Gouvernement De Gaulle 2 : Armées : Edmond Michelet ; Affaires étrangères : Georges Bidault (M.R.P.) ; Colonies : Jacques Soustelle (Bodin, 2004, p 124).
22 novembre 45 : Moins d’un an avant la promulgation de la constitution de 1946 de la R.D.V.N. (voir 8 novembre 1946), un décret donne une description très détaillée des divers organismes administratifs locaux, de leurs rapports et fonctions. La durée des mandats est fixée à 2 ans. Les conditions d’éligibilité à ces assemblées locales sont libérales.

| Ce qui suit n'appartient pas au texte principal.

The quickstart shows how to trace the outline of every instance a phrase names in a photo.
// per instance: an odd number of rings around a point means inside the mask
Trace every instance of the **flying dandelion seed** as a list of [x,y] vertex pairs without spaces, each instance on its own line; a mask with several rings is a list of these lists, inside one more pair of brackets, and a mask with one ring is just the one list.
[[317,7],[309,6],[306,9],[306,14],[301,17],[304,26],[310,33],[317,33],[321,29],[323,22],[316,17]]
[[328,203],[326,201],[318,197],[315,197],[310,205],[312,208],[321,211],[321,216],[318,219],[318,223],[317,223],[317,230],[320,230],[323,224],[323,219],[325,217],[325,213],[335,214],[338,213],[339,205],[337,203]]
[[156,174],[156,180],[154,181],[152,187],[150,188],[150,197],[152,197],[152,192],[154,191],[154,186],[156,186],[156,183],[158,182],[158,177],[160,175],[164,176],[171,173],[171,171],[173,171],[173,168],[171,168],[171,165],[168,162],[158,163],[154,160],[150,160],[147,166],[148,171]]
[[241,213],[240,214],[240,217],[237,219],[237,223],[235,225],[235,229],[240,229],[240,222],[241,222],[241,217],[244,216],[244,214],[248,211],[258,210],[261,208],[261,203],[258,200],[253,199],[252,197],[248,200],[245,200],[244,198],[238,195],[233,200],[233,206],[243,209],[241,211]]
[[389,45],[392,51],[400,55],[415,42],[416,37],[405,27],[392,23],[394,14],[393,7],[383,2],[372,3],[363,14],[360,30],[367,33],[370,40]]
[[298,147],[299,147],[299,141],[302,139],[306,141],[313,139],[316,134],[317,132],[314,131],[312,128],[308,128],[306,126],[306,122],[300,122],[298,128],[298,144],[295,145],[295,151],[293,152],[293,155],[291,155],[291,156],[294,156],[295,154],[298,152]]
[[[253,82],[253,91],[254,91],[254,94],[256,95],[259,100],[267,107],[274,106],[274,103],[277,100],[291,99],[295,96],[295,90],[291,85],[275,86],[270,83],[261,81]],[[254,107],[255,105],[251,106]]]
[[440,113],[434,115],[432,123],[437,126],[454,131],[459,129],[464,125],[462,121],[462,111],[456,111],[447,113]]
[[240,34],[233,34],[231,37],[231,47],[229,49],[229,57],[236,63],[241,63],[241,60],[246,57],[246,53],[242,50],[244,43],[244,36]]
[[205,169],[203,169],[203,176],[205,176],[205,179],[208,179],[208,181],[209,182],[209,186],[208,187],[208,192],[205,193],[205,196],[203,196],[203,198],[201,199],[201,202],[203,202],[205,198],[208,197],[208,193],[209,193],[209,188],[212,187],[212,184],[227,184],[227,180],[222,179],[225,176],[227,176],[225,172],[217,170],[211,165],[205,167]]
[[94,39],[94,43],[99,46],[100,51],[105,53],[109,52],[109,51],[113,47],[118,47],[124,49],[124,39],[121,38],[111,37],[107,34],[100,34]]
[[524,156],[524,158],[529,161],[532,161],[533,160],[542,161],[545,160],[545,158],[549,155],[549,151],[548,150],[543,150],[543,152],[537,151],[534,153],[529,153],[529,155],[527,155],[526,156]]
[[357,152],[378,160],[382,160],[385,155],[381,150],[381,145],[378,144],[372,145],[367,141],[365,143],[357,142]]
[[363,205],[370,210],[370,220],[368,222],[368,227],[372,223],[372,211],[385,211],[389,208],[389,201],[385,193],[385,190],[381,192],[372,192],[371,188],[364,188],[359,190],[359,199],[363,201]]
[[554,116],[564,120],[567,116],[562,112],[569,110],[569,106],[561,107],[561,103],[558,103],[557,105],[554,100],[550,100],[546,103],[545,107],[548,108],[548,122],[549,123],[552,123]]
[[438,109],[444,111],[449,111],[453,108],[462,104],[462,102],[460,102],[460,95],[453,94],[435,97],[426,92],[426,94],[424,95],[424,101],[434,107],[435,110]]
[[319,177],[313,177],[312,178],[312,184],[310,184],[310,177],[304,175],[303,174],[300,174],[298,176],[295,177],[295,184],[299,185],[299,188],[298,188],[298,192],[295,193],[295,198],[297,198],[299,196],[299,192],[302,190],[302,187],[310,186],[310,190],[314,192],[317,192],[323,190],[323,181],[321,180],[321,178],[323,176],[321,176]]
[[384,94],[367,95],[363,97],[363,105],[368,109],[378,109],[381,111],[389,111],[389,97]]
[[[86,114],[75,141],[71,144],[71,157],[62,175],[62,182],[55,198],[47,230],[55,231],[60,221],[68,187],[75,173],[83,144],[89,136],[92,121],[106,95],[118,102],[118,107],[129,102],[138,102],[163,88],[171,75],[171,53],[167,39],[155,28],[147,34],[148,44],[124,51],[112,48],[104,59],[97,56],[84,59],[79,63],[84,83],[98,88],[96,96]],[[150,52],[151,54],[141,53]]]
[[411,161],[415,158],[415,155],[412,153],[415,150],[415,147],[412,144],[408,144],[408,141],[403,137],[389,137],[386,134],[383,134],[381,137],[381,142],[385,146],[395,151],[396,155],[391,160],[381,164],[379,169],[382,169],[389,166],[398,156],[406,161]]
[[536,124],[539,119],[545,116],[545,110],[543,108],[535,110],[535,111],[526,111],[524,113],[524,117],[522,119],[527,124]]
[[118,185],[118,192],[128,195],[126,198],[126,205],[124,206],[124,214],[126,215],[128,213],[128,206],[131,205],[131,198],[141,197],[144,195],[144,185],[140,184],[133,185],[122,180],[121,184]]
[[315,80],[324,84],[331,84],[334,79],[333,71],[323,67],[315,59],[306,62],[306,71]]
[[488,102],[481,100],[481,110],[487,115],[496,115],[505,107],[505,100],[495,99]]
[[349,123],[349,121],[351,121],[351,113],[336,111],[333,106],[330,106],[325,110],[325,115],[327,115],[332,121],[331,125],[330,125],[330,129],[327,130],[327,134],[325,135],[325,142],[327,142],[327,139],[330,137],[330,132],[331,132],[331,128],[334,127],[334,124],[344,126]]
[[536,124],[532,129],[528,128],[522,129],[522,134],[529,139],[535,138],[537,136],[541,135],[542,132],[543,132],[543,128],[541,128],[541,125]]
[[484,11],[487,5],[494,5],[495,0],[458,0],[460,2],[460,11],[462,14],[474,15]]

Des élections locales ont lieu (Fall, 1960, p. 76).
23 novembre 45 : Une instruction du P.C.I. définit la guerre de libération nationale comme étant faite « à la fois de résistance et de construction étatique. » (voir 22 novembre) (Goscha, 2011, empl. 141)
25 novembre 45 : Début des longues opérations de nettoyage de Cholon et du sud de Saigon. Selon les mémoires du général Valluy, c’est « un cancer où pullulent, avec la complicité d’une population docile, des déserteurs nippons et de jeunes fanatiques. » L’opération durera jusque dans la deuxième quinzaine de décembre (Valluy 1, 1967, p. 25).
26 novembre – 5 décembre 45 : Dans la veine du meeting de la Salle Wagram (voir 12 novembre) se tient à Paris le Congrès constitutif de la Fédération démocratique internationale des Femmes. Une Vietnamienne, Madame Tuong The Hauh, intervient au nom de l’Union des Femmes indochinoises de Paris. Elle dénonce les crimes du colonialisme français (Ruscio, 1985, p. 95).
26 novembre 45 : Dans une lettre adressée à Hubert Beuve-Méry, directeur du journal Le Monde, Devillers se plaint de ne pouvoir exercer son métier de journaliste : « […] Ce qui est toutefois plus grave, c’est que nous avons l’impression ici qu’on cherche, de nombreux côtés, à éviter que ce qui se passe en Indochine soit connu du public français. La censure s’y exerce sur les câbles, les lettres et ce n’est pas seulement une censure militaire [...] » (Devillers, 2010, p. 50) Le processus de censure est mis œuvre tant par l’armée que par l’administration qui se remet progressivement en place.